Promoter scores and prediction – For evaluating promoters in random sequences we counted the number of matches to the canonical promoter motifs or to their core bases (TTGnnn and TAnnnT) by scanning sequences using a sliding window that identified promoter motifs with maximal agreement to the canonical E. coli σ70 promoter. When we further calculated the promoter score according to specific position weight matrix, we used a weight matrix24 that contains a weight for each base in the −10 and −35 elements, including a weight for the spacer length. For evaluation of accidental expression from the coding region of E. coli and its recoded versions we used the output from BPROM46,47 which takes into account all sequence motifs that affect expression (not only the −10 and −35). We obtained predicted expression scores by combining the output scores and factoring in the prediction score (LDF) from the output by multiplying.

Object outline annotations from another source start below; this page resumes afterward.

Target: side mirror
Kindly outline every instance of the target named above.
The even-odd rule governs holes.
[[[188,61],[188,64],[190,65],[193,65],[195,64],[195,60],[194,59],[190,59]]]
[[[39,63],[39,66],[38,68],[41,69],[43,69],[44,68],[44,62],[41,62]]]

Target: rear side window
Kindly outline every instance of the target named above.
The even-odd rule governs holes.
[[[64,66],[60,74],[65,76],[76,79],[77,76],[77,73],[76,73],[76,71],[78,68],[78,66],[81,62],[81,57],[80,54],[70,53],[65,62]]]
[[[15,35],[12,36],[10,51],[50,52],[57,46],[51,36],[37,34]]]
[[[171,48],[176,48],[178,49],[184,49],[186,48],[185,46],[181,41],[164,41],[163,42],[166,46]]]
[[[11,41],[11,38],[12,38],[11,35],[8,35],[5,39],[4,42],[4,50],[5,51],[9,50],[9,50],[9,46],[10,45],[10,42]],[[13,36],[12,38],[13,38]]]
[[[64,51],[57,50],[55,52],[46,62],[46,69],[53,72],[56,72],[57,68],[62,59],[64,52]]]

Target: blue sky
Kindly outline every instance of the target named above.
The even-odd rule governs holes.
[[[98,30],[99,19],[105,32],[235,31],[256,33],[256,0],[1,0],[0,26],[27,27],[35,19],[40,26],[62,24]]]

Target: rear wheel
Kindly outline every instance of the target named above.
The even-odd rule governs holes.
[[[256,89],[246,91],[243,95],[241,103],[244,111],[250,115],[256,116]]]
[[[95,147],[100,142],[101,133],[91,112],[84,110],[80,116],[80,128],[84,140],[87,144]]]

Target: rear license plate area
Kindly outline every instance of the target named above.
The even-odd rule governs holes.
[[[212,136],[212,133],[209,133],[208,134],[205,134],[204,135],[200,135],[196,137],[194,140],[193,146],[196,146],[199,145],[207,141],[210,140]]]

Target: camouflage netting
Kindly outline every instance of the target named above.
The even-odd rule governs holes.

Six-mer analysis – Looking for depleted and over represented motifs we counted the occurrences of all sixmers within the coding region of E. coli. We compiled a list of all 4096 possible six-mers and counted how many times each six-mer occurs in all WT coding region compared to the 1000 recoded versions. Then, we focused on six-mers that are significantly rare/abundant in WT version compared with their counting in the recoded versions.
Acknowledgments
We thank the Human Frontier Science Program for supporting A.H.Y. Special thanks for Idan Frumkin, Rebecca Herbst and members of the Gorelab and the Almlab for fruitful discussions. We thank the Xie lab for providing strains and Gene-Wei Li, Jean-Benoit Lalanne and Tami Lieberman for their helpful comments on the manuscript.